Kışı, baharı, yazı, zamanında güzel.
Toprak kokusu zamanında güzel.
Sebzesi, meyvesi, zamanında güzel.
Sevmek, sevilmek, kavuşmak zamanında güzel.
Gençlik güzel zamanında!
Sınav bile zamanında güzel, ders zamanında.
Yemek zamanında güzel, açlık zamanında..
Ne bir eksik, ne bir fazla
Ölüm bile tam zamanındadır!
***
Başkalarını bilmem ama bana göre, dünyanın en güzel mesleği öğrencilik. O da zamanında güzeldi..
Son zamanlara; gidin bir de onlara sorun, hemen hepsi, bitse de kurtulsak modunda.
Tek hedefleri var, o da diploma.
Ne gençliğin ne de öğrenciliğin keyfini yaşayabiliyorlar.

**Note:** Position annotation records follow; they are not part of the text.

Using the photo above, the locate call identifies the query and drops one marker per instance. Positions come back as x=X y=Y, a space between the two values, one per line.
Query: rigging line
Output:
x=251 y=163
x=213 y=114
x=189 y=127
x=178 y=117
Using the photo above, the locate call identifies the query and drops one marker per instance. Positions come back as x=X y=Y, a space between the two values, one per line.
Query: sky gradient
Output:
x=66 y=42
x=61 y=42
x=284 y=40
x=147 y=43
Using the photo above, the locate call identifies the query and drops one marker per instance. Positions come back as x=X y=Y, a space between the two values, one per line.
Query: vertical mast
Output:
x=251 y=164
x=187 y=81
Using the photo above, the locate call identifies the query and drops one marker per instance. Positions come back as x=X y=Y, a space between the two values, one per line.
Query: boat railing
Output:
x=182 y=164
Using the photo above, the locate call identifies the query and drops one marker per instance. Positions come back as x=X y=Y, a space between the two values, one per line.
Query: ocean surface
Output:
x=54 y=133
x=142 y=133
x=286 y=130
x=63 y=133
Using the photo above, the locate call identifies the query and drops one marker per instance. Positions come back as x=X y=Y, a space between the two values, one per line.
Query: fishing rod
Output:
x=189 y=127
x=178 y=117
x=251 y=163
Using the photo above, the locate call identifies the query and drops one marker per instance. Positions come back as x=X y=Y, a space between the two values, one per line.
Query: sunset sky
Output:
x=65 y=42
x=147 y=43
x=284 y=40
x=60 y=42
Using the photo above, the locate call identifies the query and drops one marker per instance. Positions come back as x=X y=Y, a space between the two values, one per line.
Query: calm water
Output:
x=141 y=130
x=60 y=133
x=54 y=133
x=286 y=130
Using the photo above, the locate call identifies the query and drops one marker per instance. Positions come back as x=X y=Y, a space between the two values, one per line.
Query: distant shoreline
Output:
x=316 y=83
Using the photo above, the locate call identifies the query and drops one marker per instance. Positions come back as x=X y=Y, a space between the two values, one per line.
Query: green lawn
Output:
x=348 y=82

Diplomalarını alıp iş aramaya başladıklarında ise; hayatlarının en büyük şokuyla karşı karşıya kalıyorlar.
Diploma alınca her şeyi yapacaklarını, hemen iş bulacaklarını hayal ediyorlar.
*Devlete girebilmek için KPSS köleliğine başlıyorlar.
*1,2,3,4 Kez; KPSS’ye hazırlanıyor. “Bu kez olacak” diye kendine gaz veriyor ama işi çok zor.
*Yeterli 1 veya 2 yabancı dili yoksa; işleri daha da zor.
*Özel sektör, onları daha da zorluyor.
Sonunda; hayatı ve yapacaklarını ötelemeye başlıyorlar!..
Hemen her şeyi ötelemeye bayılırız.
Bugün git, yarın gel. Şimdi sırası mı?
Ona gelinceye kadar yapacak daha çok iş var diyerek ya da başka gerekçelerle, yapacaklarımızı ötelemeyi severiz.
Öğrenciyken ödevleri son dakikaya bırakır, sınavlara son akşam çalışırız.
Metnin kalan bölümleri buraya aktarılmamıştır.